CASINO

Potential layoffs, pay cuts worry Macau casino staff

TAGs: Coronavirus, Macau

The coronavirus has had a dramatic economic impact on China. No industry has been immune from its effects, including the casino industry. This is no truer than in Macau where the recently concluded 15-day shutdown of all casinos cost billions of dollars.

potential-layoffs-pay-cuts-worry-macau-casino-staffIn a recent study conducted by the Macau Gaming Labor Group, employees expressed concerns that layoffs or cuts in pay due to reduced work hours could very likely occur.

The survey was conducted online from February 10 through February 15, during the mandatory shutdown period. 64% of those who responded were employees working as table game dealers, while the remaining respondents were involved in some other gaming-related position.

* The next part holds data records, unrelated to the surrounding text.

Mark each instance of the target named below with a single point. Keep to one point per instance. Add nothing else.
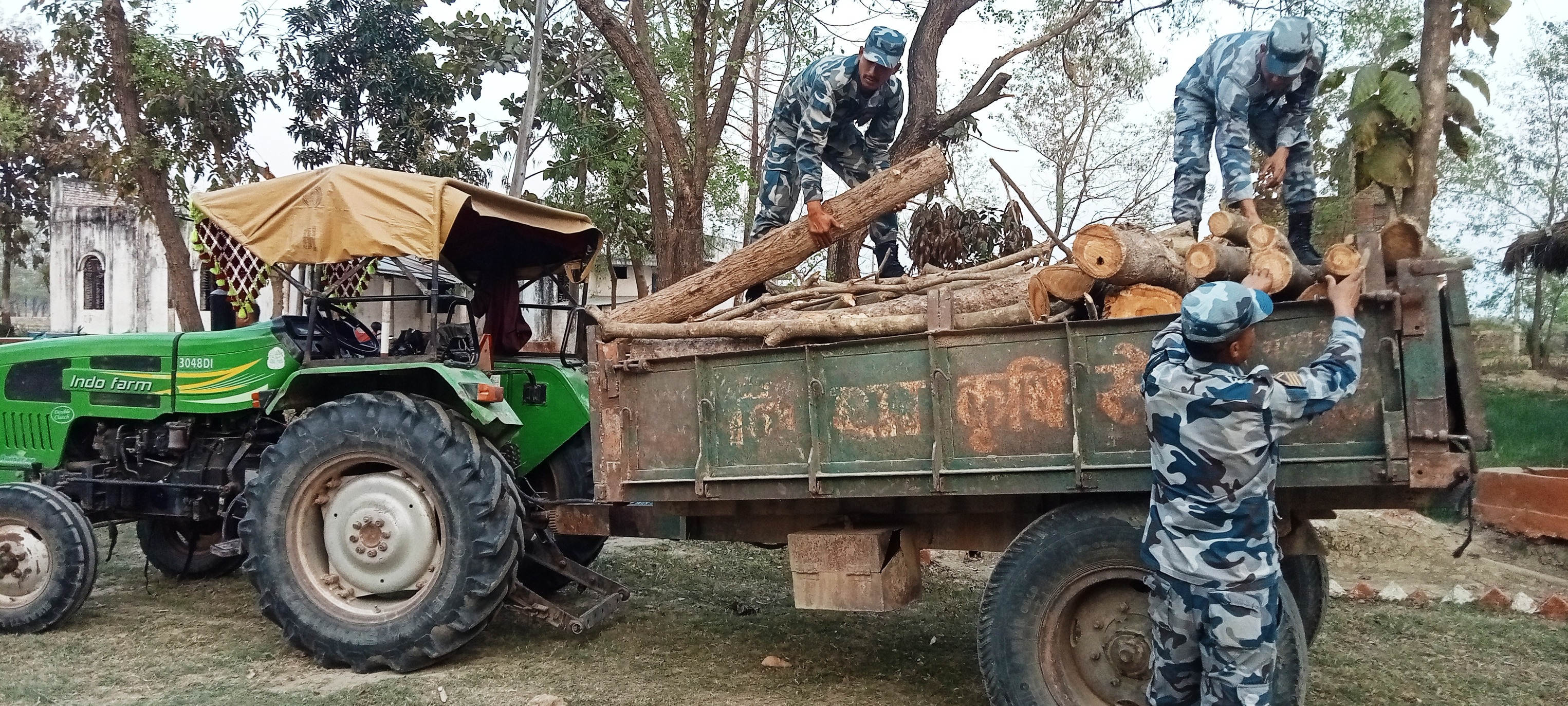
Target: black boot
(888, 261)
(1302, 239)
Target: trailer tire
(167, 542)
(452, 554)
(565, 474)
(1068, 590)
(1308, 580)
(46, 532)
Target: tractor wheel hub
(24, 565)
(380, 532)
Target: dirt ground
(705, 616)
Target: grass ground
(684, 641)
(1528, 427)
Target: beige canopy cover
(341, 212)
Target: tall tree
(367, 90)
(173, 109)
(41, 137)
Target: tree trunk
(1216, 259)
(1065, 283)
(1286, 275)
(1432, 81)
(1533, 338)
(789, 245)
(1142, 300)
(1130, 255)
(1230, 226)
(1341, 259)
(151, 184)
(1401, 241)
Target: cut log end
(1142, 300)
(1341, 259)
(1098, 250)
(1230, 226)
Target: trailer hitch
(542, 548)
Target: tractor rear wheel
(182, 550)
(48, 557)
(381, 532)
(566, 474)
(1064, 620)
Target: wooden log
(1062, 281)
(1286, 275)
(1341, 259)
(1316, 291)
(1264, 236)
(1401, 241)
(1230, 226)
(788, 247)
(1179, 239)
(1219, 259)
(1142, 300)
(1130, 255)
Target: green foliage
(196, 93)
(367, 92)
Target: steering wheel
(363, 349)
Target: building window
(93, 283)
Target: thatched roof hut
(1545, 248)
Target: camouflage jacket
(825, 98)
(1214, 443)
(1228, 76)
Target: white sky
(970, 48)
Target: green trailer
(1027, 441)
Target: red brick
(1526, 502)
(1495, 600)
(1555, 608)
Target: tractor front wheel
(48, 557)
(381, 532)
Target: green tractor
(383, 505)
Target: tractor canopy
(344, 214)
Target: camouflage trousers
(1195, 124)
(844, 154)
(1211, 647)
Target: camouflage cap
(1219, 311)
(885, 46)
(1289, 46)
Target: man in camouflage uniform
(814, 123)
(1252, 88)
(1214, 435)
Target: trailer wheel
(182, 550)
(48, 557)
(565, 474)
(1064, 620)
(1308, 580)
(381, 532)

The survey found that 75.5% of employees feared that there would be cuts in their take-home pay or other benefits. Of those surveyed, 53% worried that there would be some form of layoffs. Naturally, with the casinos being closed when the survey was taken, 94.2% of respondents stated that they were out of work during the government-mandated shutdown period.

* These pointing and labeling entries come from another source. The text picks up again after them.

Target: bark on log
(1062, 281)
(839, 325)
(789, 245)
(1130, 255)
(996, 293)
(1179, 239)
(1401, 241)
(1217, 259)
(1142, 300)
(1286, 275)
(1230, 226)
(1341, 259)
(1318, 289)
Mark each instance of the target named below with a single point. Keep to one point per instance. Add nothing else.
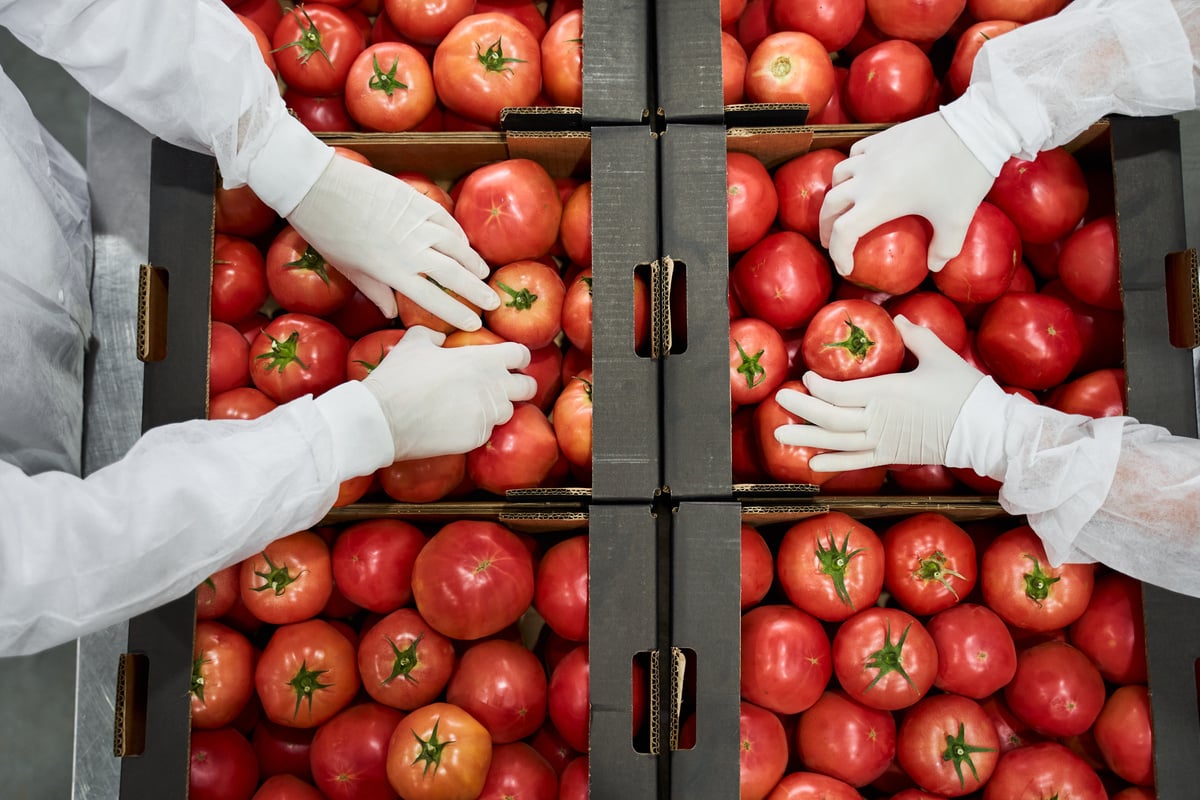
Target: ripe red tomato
(1020, 585)
(885, 659)
(485, 64)
(831, 565)
(783, 280)
(948, 745)
(510, 210)
(289, 581)
(315, 46)
(976, 654)
(790, 67)
(503, 686)
(306, 674)
(786, 661)
(439, 751)
(473, 578)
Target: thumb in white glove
(895, 419)
(384, 235)
(441, 401)
(919, 167)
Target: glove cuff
(363, 440)
(287, 166)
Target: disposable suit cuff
(363, 440)
(288, 164)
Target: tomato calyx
(385, 82)
(960, 752)
(493, 58)
(1038, 583)
(834, 560)
(888, 657)
(857, 343)
(431, 750)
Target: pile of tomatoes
(407, 65)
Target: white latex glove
(897, 419)
(441, 401)
(919, 167)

Now that the government has lifted the shutdown order, casinos have been given the all-clear to begin operations. Many casino officials, labor activists, and employees raised concerns that the virus could still pose a serious risk.

With customer volumes not guaranteed to recover immediately, many establishments are choosing to go with a “phased reopening,” where not all services and facilities will be made available at first. Instead, they will slowly open sectors of the casinos and hotels as foot traffic demands, and there is a greater sense of security that the virus poses no risk.

The casinos are an essential part of Macau’s economic success. Currently, 84,000 people are employed within the six casino facilities.

While concerns related to the coronavirus still linger, a recent assessment by investment analysts observed that it would be difficult for operators to reach revenues that were enjoyed prior to the outbreak as the world’s economy feels the impact of travel bans.